La crisi economica degli ultimi anni ha portato i giovani ad essere più solidali tra di loro o, al contrario, il motto è diventato “mors tua, vita mea”?
In questa commedia non c’è un cattivo, anche se a prima vista sembrerebbe di sì. I protagonisti sono tre brave persone, che però si trovano alla resa dei conti, con un solo posto di lavoro disponibile, ed è guerra. Magari fuori sarebbero stati amici, avrebbero combattuto le stesse battaglie però poi, quando ti trovi lì, e non hai altra scelta, o tu o io, invece di scattare la solidarietà, si avvia una lotta. Quindi sì, “mors tua, vita mea”, purtroppo. Questa commedia è una denuncia sociale di quanto possa venir fuori, in determinati contesti, il lato peggiore anche di persone meravigliose.
Sono rappresentati tre tipi umani molto differenti, che hanno davvero poco in comune: il laureato, l’uomo medio e il palestrato. Perché?
Infatti, il primo è il laureato, preparatissimo, il più adatto a quel posto di lavoro in banca, colui che ha la “gueule de l’emploi” (la “faccia da bancario”), che però si trova in difficoltà tanto quanto gli altri. La crisi è talmente forte che ormai non basta più neanche il merito (e l’ha scritto un autore francese, non l’ho detto io!). Il secondo è il prototipo dell’uomo medio, senza grandi aspirazioni, ma che ha ugualmente lo stesso diritto di lavorare, come tutti. Il terzo invece è un tipo eccentrico, assolutamente inadatto al contesto bancario, un fanatico di arti marziali, vestito in un modo assurdo, eppure anche lui ha delle doti nascoste. Sono tre tipi in cui ciascuno di noi può riconoscersi.

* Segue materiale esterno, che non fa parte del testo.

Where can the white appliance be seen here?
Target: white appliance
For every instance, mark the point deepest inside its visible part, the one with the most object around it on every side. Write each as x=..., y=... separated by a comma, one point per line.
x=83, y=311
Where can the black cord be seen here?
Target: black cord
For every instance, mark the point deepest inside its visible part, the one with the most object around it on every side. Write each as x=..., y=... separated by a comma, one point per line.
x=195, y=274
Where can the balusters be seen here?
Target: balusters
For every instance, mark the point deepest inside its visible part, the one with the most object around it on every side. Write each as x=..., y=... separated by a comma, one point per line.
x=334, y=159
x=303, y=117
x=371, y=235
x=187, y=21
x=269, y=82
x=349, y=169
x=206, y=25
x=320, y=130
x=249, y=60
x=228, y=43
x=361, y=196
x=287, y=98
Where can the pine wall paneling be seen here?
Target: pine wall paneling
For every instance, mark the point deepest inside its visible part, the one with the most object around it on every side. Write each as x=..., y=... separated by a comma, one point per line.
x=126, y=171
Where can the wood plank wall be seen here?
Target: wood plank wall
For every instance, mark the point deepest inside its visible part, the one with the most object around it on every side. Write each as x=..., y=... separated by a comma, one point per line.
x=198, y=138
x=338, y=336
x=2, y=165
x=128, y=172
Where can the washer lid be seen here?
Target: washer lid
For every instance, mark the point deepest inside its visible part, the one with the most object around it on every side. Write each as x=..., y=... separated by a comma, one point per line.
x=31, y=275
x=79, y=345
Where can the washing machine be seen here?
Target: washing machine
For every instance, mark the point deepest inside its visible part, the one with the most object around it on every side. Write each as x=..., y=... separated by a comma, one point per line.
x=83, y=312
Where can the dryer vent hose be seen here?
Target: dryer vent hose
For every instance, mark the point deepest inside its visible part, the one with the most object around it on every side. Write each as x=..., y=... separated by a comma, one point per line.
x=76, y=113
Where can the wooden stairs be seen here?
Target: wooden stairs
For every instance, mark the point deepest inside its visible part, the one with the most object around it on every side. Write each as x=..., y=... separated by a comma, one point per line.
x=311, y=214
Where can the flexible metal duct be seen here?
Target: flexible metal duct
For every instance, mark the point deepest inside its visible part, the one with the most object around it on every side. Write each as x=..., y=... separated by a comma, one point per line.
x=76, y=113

Quindi questi tre personaggi, nonostante siano così diversi, sono uniti dalla crisi?
Alla fine loro sono uguali, la cosa bella è proprio questa, che la commedia fa capire che partono tutti dallo stesso punto, che ormai nessuno può sentirsi al sicuro, nemmeno quelli con un’ottima preparazione, e che ognuno deve giocarsi le sue carte.
C’è un messaggio di speranza in fondo?
La speranza sta nel capire che noi non dobbiamo diventare quello che le circostanze ci vogliono far diventare. La loro vera sconfitta è che si fanno fagocitare da questo sistema che li vuole l’uno contro l’altro. Almeno qualcosa rimane a chi ha il coraggio di rimanere se stesso, perché se ti tolgono anche la tua identità, la tua dignità, i tuoi valori, non ti resta davvero più niente. Il messaggio de Il Colloquio è proprio questo, che l’unica cosa che ci resta siamo noi stessi.